Ce travail de reconnaissance par la République n’est pas un long fleuve tranquile, je le reconnais. Tout d’abord, admettre que l’irradiation fut manifeste, à des doses qu’il reste à justifier fait partie de ce chemin de croix
Aussi, à l’instar du minutieux travail de mémoire qui a été engagé autour de l’Algérie par l’Élysée, il serait justifié de prolonger cette réflexion avec la Polynésie française et la mémoire des essais nucléaires. En effet, déployer une démarche mémorielle basée sur la vérité historique des faits aurait un impact politique considérable en Polynésie française. Le travail mémoriel n’est pas une fin en soi, il sert de rails au cheminement. C’est pour nous un devoir de transmission et de laisser cet héritage aux enfants.
D’ailleurs, pour mémoire, le Général De Gaulle, dans un discours prononcé à Tahiti en 1966, disait : « (…) il est vrai que la Polynésie Française a bien voulu être le siège de cette grande organisation… Il y a d’ailleurs si j’ose dire, une compensation. Le développement qui accompagne cette organisation du centre est éclatant. Ce qui doit suivre ne le sera pas moins ».

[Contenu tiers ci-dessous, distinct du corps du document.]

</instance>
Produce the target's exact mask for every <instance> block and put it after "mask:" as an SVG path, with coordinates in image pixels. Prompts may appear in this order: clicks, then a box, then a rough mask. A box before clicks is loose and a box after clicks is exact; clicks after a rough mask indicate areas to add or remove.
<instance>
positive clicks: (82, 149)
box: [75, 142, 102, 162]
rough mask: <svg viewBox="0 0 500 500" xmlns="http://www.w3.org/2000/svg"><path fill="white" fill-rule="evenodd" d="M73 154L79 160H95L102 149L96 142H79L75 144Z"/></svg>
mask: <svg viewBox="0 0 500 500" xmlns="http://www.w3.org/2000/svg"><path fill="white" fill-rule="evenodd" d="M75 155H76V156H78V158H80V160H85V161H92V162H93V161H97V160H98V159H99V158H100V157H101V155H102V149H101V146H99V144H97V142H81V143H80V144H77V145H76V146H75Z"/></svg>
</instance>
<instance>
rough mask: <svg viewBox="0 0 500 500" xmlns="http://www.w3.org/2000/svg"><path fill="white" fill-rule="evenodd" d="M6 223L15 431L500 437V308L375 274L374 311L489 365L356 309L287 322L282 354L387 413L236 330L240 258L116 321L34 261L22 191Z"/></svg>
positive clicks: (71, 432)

Nicolas Sarkozy, avec la loi dite Morin, disait : « Je vous avais promis d’assouplir les conditions d’application de cette loi, afin que l’ensemble de l’île de Tahiti soit couverte, et que la liste des maladies retenues soit élargie…. Je souhaite que nous puissions regarder en face toute notre histoire, sans en occulter les éventuelles zones d’ombre.. ».
François Hollande s’est illustré pour avoir reconnu les conséquences environnementales, sociales et sanitaires des essais nucléaires. Il a également reconnu l’inefficience de la loi Morin. Et, il a sanctuarisé la Dotation Globale d’Autonomie, engagé un contrat de redynamisation de 6 sites de Défense et soutenu la création d’un institut d’archives et de documentation sur le nucléaire appelé « Centre de mémoire sur les essais nucléaires ».
En Juillet 2019, à l’initiative du Gouvernement de la République et du Président Emmanuel Macron, « La République reconnaît la mise à contribution de la Polynésie française… Les conditions d’indemnisation (…) sont fixées conformément à la loi. L’État accompagne la reconversion économique et structurelle de la Polynésie française ».
Nous constatons que tous les présidents de la République, depuis De Gaulle, ont tenu des propos assurant qu’ils se sentaient concernés par la situation de la Polynésie française sur le sujet nucléaire.
Mais, force est également de constater que les actes n’ont pas toujours été à la hauteur des intentions, puisque « des zones d’ombres » persistent en 2021 malgré les déclarations faites, notamment en 2010, par le Président Sarkozy que j’ai cité tantôt.
C’est ce « caillou dans la chaussure » qui demeure et que j’évoque souvent pour imager les relations entre l’Etat et la Polynésie française. C’est ce caillou que je souhaite voir disparaître, car il met les Polynésiens en confrontation entre eux-mêmes, et en confrontation avec l’Etat.
Les zones d’ombres font le lit des associations polynésiennes pour dénoncer « un mensonge d’Etat ».
Nous formulons l’espoir que tous les esprits sont désormais mûrs pour reconnaître la vérité et rien que la vérité sur le sujet nucléaire.
L’apaisement, la confiance et la reconstruction ne sauront être admis par les Polynésiens que si l’exercice de vérité est sincère et exhaustif.
Cette rencontre de haut niveau voulue par le Président de la République, Emmanuel MACRON, nous oblige et ne nous laisse aucune alternative autre que celle de la vérité
Assumer la vérité, ce n’est pas un acte de faiblesse ou de subordination.
C’est un acte de dignité, de grandeur d’âme et de responsabilité.
Merci à tous les participants pour leur contribution et le temps qu’ils ont accepté de consacrer à ce sujet.
Les polynésiens nous regardent et nous ne devons pas les décevoir
Je vous remercie de votre attention.